I cannot think of anything that is missing.

其他优缺点

Their results are definitely novel and interesting, although I did not check all the proofs. In terms of writing of the paper, at some places, it was very hard to understand what is going on, here are some comments:

Lemma 2.2., you did not define \bar{R}. Lines 245- 260, what is u? It is not defined. Alg 2, what is the function G?

Although the results are novel and interesting, I think the write-up can be improved a lot.

其他意见或建议

Same as above.

作者回复

We thank Reviewer WzcY for the positive feedback on the paper's novelty. We respond to the reviewer’s questions below.

Rˉ\bar{R} in Lemma 2.2: Thank you for pointing this out. Rˉ\bar{R} refers to the regret bound used in the online gradient descent analysis. Vector uu in Lines 245-260: The vector uu in Lines 245-260 was meant to represent an auxiliary vector, which is independent of the current vector ww in computing the gradients. The value of the vector uu is chosen to be the vector ww but we define it in this way so that the reweighting does not change the gradient wrt ww.

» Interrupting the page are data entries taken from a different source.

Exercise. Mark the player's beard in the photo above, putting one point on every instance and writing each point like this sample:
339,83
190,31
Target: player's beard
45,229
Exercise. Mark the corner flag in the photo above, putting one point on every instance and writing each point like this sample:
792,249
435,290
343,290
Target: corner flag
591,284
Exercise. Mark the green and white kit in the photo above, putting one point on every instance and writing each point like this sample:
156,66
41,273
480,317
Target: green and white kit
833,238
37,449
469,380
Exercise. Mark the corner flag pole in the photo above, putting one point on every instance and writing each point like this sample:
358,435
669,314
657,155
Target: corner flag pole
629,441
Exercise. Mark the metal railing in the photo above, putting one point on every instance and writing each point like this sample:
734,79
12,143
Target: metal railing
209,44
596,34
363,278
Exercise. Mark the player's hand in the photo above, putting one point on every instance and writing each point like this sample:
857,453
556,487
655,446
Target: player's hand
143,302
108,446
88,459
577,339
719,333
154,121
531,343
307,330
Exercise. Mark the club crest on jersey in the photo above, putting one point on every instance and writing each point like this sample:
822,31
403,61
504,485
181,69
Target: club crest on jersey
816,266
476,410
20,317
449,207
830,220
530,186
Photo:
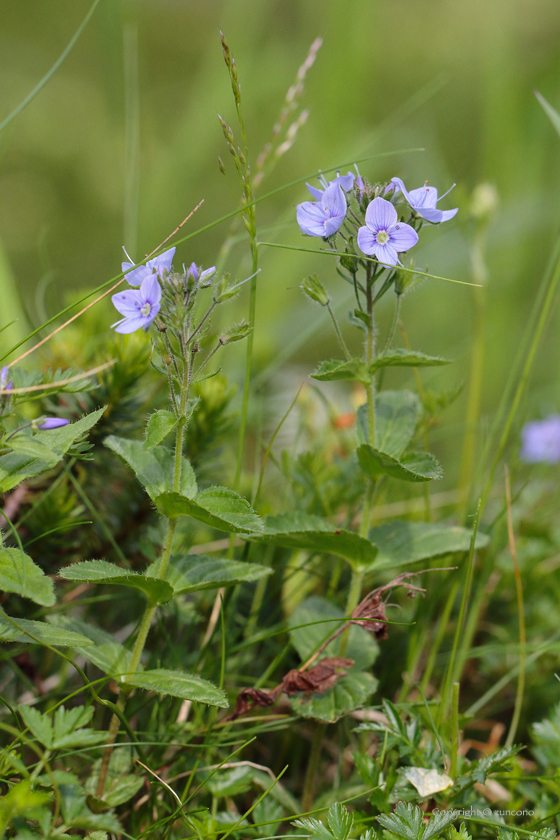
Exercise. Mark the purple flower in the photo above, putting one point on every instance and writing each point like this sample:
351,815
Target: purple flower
136,275
384,236
4,383
423,201
139,306
325,216
541,441
198,275
344,181
51,423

Function GG in Algorithm 2: In Algorithm 2, GG represents the loss function being minimized at each step of Algorithm 2. Its specific form, incorporating the reweighted LeakyReLU loss and bandit feedback, is constructed in steps 2 and 3b of Algorithm 2. We use \ell(w) as a shorthand for the instance of this loss function GG at a particular step, simplifying the presentation of the regret analysis.

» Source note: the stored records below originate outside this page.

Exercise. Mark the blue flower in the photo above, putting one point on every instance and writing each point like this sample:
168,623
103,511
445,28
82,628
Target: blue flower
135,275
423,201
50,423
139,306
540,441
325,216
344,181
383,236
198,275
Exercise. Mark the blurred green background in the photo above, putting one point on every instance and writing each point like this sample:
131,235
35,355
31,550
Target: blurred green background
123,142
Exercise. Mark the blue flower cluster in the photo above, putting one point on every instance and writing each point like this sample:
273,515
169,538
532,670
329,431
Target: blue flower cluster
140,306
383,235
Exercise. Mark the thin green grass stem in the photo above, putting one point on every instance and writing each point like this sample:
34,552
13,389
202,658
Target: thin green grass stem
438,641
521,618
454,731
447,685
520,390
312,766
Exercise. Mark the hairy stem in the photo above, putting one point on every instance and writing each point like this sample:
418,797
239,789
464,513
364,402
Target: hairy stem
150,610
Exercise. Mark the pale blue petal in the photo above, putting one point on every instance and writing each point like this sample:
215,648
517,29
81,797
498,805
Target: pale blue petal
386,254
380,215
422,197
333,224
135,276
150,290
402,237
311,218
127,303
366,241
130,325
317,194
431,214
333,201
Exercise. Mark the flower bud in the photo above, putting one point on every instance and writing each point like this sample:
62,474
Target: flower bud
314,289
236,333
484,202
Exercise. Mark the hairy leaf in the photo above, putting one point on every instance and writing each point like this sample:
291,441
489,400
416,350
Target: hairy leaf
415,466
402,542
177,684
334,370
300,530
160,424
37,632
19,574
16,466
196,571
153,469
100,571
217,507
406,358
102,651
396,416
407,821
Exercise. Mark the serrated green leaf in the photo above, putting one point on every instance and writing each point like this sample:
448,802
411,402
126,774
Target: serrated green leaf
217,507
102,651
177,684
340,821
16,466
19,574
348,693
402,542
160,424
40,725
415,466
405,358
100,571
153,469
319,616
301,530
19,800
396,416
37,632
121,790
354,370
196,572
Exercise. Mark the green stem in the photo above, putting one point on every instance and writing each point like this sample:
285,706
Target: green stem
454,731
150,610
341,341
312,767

Lower Bound Question: The theoretical maximum expected reward achievable by any algorithm (even computationally inefficient ones or those with oracle access to the true separator ww^*) corresponds to always selecting the optimal arm based on the current context xtx^t. If we assume, without loss of generality, that arm 1 is the optimal arm in expectation for every round tt the maximum possible expected reward is E[t=1Tr1t]E[\sum_{t=1}^T r_1^t]. Establishing tight bounds on the maximum achievable reward specifically for computationally efficient algorithms in this precise semi-random setting is challenging, and related questions remain open even in offline contexts. For example, in the special case where k=2k=2 and rit{±1}r_i^t\in\{\pm 1\}, the expected reward gain of (1/2)ΔT(1/2)\Delta T achieved by our algorithm is indeed a meaningful quantity. As discussed in Remarks 1.6 and 1.10, this relates directly to the mistake bound achievable in the underlying binary classification problem. Given the known computational hardness results (as stated in the aforementioned remarks in the submission), the maximum expected reward that can be achieved by computational efficient algorithms is at least ΔT\Delta T.

最终决定

The paper studies online linear classification and contextual bandits in the presence of Massart noise. In this case, the paper gives an algorithm that is o(T) away from the best possible offline algorithms. There are a few weaknesses, such as the lack of a discussion on possible lower bounds, and a further comparision with more recent offline works (some of which the authors say are inspired by this paper).

The authors should take into account the feedback from the reviewers and rebuttal in preparing the revision.